9 January 2020 – Expansión
Altogether Spain’s Socimis have a market capitalisation of €28 billion, having seen their value on the stock market soar by 60% in 3 years, according to a report compiled by Gloval Building Value.
The two largest Socimis, Merlin and Colonial, which are both listed on the Ibex, account for more than 40% of that total, with a combined market capitalisation of €12 billion and asset portfolios of €12.4 billion and €11.8 billion, respectively. They are followed by General de Galerías Comerciales (GGC), with a market capitalisation of €3.7 billion; GMP (€1.1 billion); Testa (€850 million) and Castellana Property (€600 million). The latter four all trade on the Alternative Investment Market (MAB).
The specialist real estate companies (Socimis) first began to take off in Spain in 2012 following a legislative change that afforded their shareholders tax benefits.
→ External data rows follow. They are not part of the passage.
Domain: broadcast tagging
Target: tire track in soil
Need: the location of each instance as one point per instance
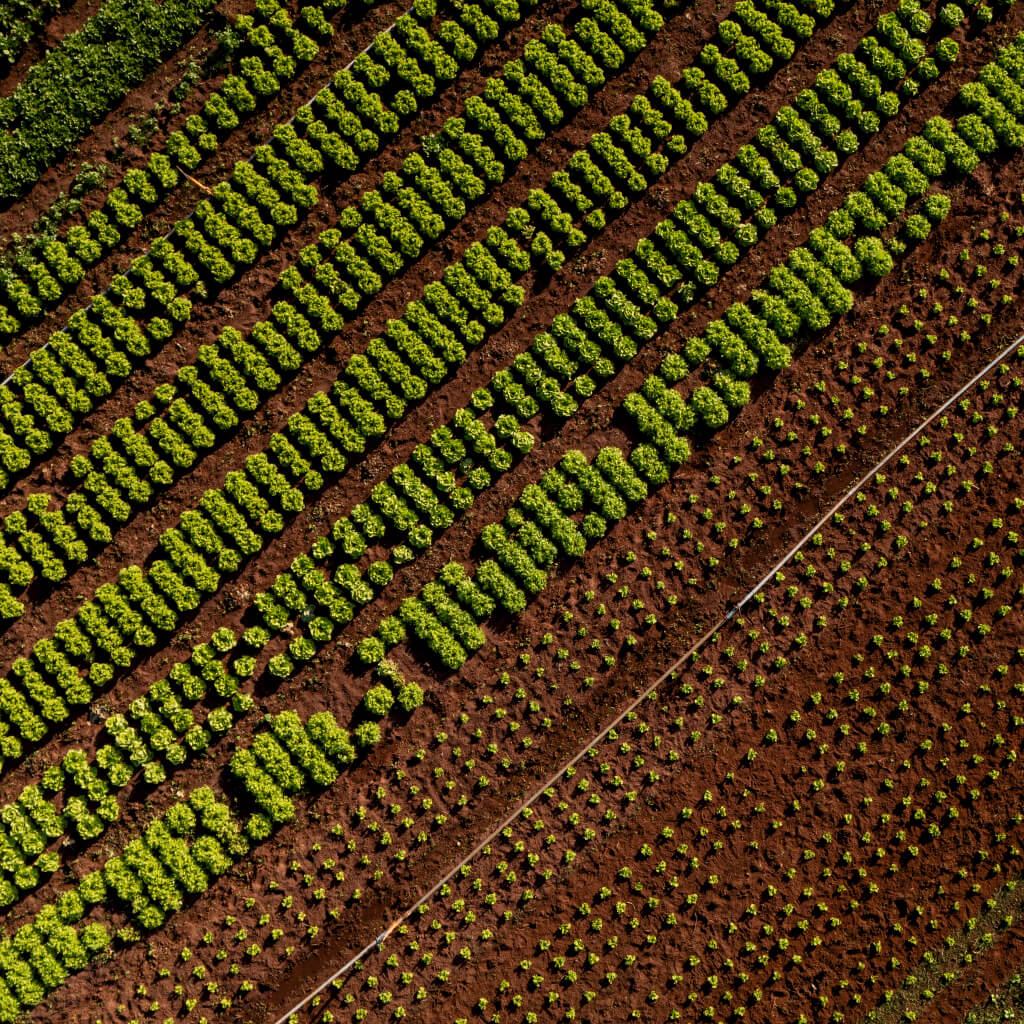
(718, 144)
(424, 727)
(92, 147)
(915, 571)
(140, 534)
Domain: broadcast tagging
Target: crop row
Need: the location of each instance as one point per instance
(274, 50)
(243, 218)
(807, 294)
(505, 728)
(60, 384)
(250, 508)
(421, 330)
(614, 776)
(20, 22)
(348, 591)
(176, 858)
(113, 51)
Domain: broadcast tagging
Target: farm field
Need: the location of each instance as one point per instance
(511, 511)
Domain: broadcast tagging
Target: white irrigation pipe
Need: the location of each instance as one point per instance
(636, 702)
(248, 160)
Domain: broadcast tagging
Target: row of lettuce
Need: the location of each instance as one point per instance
(541, 528)
(80, 81)
(406, 512)
(378, 238)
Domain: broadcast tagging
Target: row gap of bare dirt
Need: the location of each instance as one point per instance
(889, 297)
(547, 296)
(590, 429)
(110, 143)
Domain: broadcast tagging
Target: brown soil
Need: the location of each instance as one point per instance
(715, 737)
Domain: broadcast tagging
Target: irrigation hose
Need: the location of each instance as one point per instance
(678, 664)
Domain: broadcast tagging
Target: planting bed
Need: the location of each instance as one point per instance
(512, 511)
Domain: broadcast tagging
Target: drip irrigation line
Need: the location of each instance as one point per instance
(379, 940)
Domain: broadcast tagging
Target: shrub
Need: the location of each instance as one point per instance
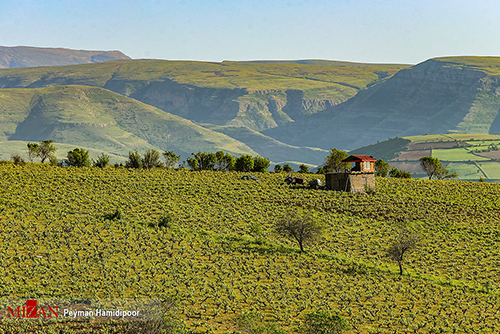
(17, 159)
(102, 161)
(78, 158)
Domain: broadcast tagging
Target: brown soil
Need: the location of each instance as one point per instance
(413, 155)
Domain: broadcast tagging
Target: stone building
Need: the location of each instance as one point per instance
(359, 179)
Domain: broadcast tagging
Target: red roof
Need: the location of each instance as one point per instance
(359, 158)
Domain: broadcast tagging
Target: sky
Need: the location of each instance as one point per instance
(370, 31)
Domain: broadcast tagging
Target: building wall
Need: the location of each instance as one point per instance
(355, 183)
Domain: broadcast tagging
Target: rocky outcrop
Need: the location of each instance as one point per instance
(432, 97)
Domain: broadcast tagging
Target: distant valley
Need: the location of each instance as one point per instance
(289, 111)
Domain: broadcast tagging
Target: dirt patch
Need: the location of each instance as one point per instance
(412, 167)
(426, 146)
(413, 155)
(491, 155)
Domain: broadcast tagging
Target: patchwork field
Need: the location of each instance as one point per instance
(57, 241)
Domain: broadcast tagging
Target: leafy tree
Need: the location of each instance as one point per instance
(303, 169)
(323, 322)
(204, 161)
(17, 159)
(244, 163)
(134, 160)
(225, 161)
(333, 161)
(53, 161)
(192, 163)
(102, 161)
(32, 151)
(45, 150)
(401, 174)
(171, 159)
(300, 228)
(151, 159)
(405, 242)
(260, 164)
(78, 158)
(382, 168)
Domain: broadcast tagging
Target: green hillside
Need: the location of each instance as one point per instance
(268, 147)
(27, 56)
(259, 96)
(472, 156)
(456, 95)
(57, 243)
(102, 120)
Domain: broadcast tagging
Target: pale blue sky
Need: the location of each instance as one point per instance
(389, 31)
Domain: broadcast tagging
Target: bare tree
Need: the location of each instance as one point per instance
(405, 242)
(302, 229)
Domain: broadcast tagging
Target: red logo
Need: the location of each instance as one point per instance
(31, 310)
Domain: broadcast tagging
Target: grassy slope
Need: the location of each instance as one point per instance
(269, 147)
(316, 80)
(100, 119)
(463, 160)
(54, 242)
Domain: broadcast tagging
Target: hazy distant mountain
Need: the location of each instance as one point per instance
(27, 56)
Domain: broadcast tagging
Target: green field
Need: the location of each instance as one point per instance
(56, 243)
(452, 156)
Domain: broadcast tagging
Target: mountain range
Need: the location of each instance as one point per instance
(289, 111)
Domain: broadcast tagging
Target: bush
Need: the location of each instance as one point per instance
(134, 160)
(260, 164)
(102, 161)
(17, 159)
(244, 163)
(113, 216)
(303, 169)
(78, 158)
(151, 159)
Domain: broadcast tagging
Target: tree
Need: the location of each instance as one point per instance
(400, 174)
(244, 163)
(192, 163)
(303, 169)
(204, 161)
(45, 150)
(333, 161)
(171, 159)
(382, 168)
(102, 161)
(300, 228)
(32, 151)
(405, 242)
(260, 164)
(78, 158)
(17, 159)
(151, 159)
(323, 322)
(225, 161)
(430, 165)
(134, 160)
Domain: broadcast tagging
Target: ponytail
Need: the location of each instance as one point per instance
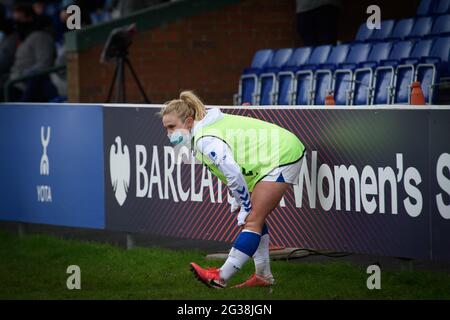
(189, 105)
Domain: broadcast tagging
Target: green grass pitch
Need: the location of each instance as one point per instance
(34, 267)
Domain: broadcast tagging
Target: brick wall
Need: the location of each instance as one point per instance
(207, 52)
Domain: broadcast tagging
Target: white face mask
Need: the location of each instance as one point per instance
(180, 137)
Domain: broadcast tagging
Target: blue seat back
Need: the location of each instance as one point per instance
(441, 25)
(403, 28)
(384, 32)
(299, 57)
(262, 58)
(363, 33)
(279, 58)
(422, 27)
(381, 86)
(441, 50)
(441, 7)
(358, 53)
(319, 55)
(425, 8)
(422, 48)
(401, 49)
(380, 51)
(338, 54)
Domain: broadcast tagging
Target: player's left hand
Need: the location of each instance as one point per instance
(243, 213)
(234, 205)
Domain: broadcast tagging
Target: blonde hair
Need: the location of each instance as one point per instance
(188, 105)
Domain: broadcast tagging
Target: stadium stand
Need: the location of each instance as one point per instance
(378, 67)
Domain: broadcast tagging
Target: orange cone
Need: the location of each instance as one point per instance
(417, 97)
(329, 100)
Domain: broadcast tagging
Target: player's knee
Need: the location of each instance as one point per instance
(254, 225)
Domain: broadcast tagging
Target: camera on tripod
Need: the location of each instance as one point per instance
(116, 48)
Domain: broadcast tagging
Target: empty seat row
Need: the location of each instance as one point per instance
(356, 74)
(405, 29)
(433, 7)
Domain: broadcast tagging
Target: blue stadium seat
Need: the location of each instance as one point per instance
(384, 32)
(425, 8)
(433, 67)
(268, 78)
(343, 76)
(404, 73)
(402, 29)
(422, 28)
(441, 25)
(323, 76)
(285, 83)
(440, 7)
(383, 89)
(304, 78)
(363, 76)
(248, 83)
(363, 33)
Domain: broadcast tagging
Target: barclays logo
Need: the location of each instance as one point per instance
(119, 167)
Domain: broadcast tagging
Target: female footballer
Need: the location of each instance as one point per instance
(262, 166)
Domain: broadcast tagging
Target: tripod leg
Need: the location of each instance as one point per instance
(120, 93)
(141, 88)
(111, 87)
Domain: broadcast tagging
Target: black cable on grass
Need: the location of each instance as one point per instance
(315, 252)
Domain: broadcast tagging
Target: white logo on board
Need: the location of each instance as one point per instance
(44, 192)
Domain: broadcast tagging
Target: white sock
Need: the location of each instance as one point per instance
(236, 259)
(262, 257)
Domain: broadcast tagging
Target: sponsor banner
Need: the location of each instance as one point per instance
(51, 166)
(374, 181)
(439, 155)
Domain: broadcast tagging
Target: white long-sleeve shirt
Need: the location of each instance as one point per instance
(221, 155)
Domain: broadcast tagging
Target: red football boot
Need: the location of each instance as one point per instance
(210, 276)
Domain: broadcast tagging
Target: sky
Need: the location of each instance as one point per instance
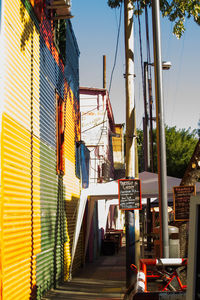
(96, 27)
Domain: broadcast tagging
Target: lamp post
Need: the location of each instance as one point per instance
(161, 147)
(148, 163)
(148, 119)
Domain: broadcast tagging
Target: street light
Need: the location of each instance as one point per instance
(148, 151)
(166, 65)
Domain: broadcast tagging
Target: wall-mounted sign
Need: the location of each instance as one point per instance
(182, 196)
(129, 193)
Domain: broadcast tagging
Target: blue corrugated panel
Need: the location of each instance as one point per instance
(85, 159)
(72, 61)
(48, 65)
(47, 112)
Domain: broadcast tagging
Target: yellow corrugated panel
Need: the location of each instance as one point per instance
(19, 234)
(16, 210)
(71, 182)
(22, 64)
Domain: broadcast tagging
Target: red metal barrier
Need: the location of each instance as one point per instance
(160, 273)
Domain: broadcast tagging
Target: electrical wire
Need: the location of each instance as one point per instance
(116, 50)
(141, 52)
(115, 60)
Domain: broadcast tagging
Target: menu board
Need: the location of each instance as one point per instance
(129, 192)
(182, 201)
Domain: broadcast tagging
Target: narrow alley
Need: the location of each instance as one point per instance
(103, 279)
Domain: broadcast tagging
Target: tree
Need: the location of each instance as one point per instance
(180, 146)
(176, 11)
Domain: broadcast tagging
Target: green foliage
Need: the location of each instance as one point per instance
(198, 130)
(176, 11)
(180, 146)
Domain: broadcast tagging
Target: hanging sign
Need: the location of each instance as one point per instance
(129, 193)
(182, 201)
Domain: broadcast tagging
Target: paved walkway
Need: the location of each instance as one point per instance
(103, 279)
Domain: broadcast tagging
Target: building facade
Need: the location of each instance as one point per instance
(97, 129)
(39, 128)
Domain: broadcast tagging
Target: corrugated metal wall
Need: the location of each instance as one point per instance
(38, 207)
(20, 203)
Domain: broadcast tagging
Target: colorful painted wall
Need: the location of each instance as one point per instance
(37, 205)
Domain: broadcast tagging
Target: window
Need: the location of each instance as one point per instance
(60, 135)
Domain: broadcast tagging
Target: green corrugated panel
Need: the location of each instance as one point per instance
(50, 261)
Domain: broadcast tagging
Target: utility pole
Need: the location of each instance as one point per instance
(130, 219)
(146, 150)
(104, 72)
(146, 120)
(161, 147)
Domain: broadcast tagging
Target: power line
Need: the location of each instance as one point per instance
(116, 50)
(141, 54)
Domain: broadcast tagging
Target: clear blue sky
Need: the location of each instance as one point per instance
(96, 25)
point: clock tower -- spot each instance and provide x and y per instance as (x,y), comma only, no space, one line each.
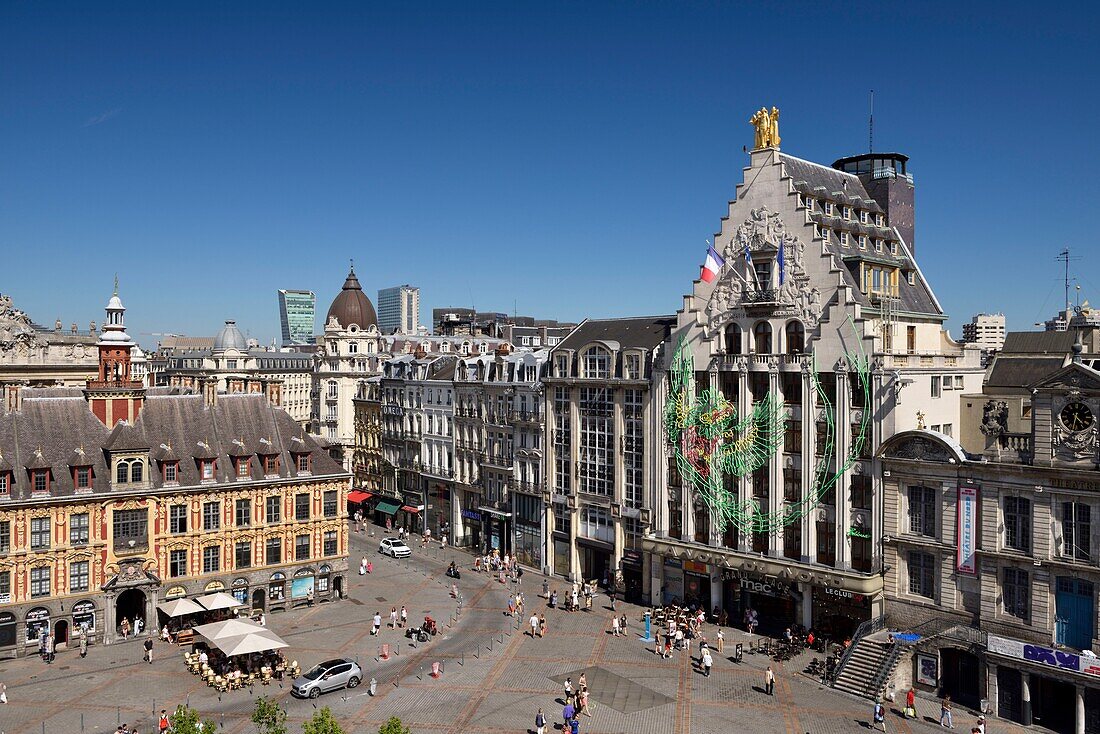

In the last 7 years, more than 80 Socimis have joined the MAB and more still are expected to make their debuts over the coming years.
Just two of the major Socimis have disappeared in that time: Hispania, which was acquired by Blackstone and merged with HI Partners; and Axiare, which was absorbed by Colonial in 2018. Finally, four smaller Socimis have been excluded from trading (Bay, Kingbook, Colón and Autonomy) and one (Promorent) has transferred to the Expanding Companies segment.